Strong Association Between MiRNA Gene Variants and Type 2 Diabetes Mellitus in a Caucasian Population
Round 1
Reviewer 1 Report
Comments and Suggestions for Authorsthe manuscript by Manthou et al., described association of microRNAs gene polymorphism in MIR124a, MIR27a, MIR146a, MIR34a, MIRLET7A2, MIR128a, MIR196a2, MIR499a, MIR4513, and MIR149 were analyzed. they conclude that MIR27a and MIR499a may be associated with T2D development.
-in abstract the authors should include more information on the genotyping methodology
I have the following suggestions that can be useful to improve this manuscript.
-the authors should provide more details and citations of the genotyping methodology and statistical analysis.
-the authors should explain why only the patients with liver diseases and people taking medicine that increase blood sugar excluded from the study. What about patients with cancers and diseases of metabolic syndrome? are they included ?.

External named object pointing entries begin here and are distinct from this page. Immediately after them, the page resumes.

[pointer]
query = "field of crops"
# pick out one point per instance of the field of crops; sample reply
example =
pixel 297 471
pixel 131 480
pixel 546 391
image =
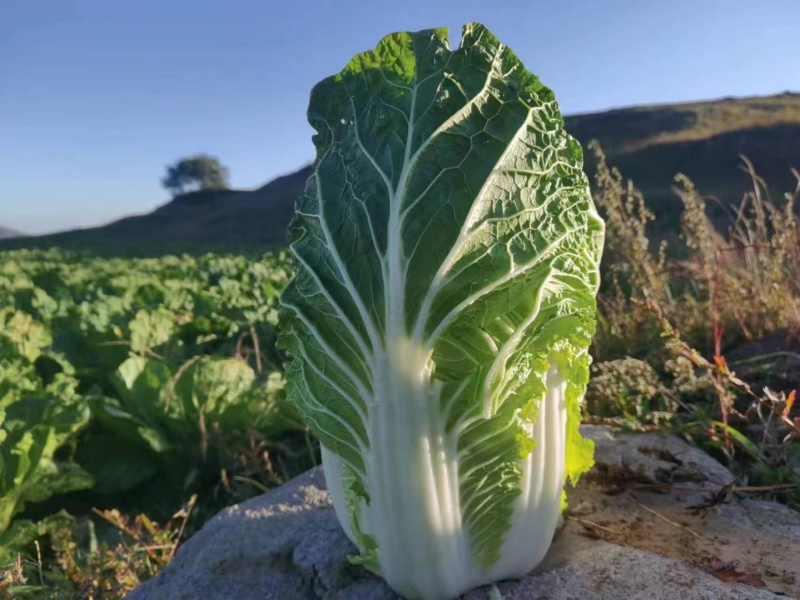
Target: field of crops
pixel 121 377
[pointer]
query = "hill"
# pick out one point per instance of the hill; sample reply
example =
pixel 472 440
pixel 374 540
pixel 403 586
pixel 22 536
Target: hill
pixel 649 144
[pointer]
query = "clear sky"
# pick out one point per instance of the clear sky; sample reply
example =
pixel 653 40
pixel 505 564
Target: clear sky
pixel 98 96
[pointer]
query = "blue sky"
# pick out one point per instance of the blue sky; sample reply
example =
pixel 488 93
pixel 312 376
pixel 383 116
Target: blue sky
pixel 98 96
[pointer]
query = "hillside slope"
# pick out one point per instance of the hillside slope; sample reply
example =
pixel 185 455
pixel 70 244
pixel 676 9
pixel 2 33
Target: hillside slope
pixel 651 144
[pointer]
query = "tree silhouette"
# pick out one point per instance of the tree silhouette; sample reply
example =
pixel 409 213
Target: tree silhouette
pixel 200 172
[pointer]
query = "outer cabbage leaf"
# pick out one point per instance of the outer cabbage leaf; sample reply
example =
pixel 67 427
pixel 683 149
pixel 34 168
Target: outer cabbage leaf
pixel 447 254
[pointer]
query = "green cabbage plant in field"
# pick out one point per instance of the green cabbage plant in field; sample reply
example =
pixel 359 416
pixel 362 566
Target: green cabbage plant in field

-the authors should put the ethical approval information at the start of the Materials and methods paragraph in my opinion.
-if possible please include more patients data in table 1
-discussion.
-the authors should explain how the rs1531212, rs6120777, rs3746435, and rs3746444 are associated with increased susceptibility to T2D, for example induction of insulin resistance
-the authors should discuss how the rs883517 and rs2961920 protect against T2D.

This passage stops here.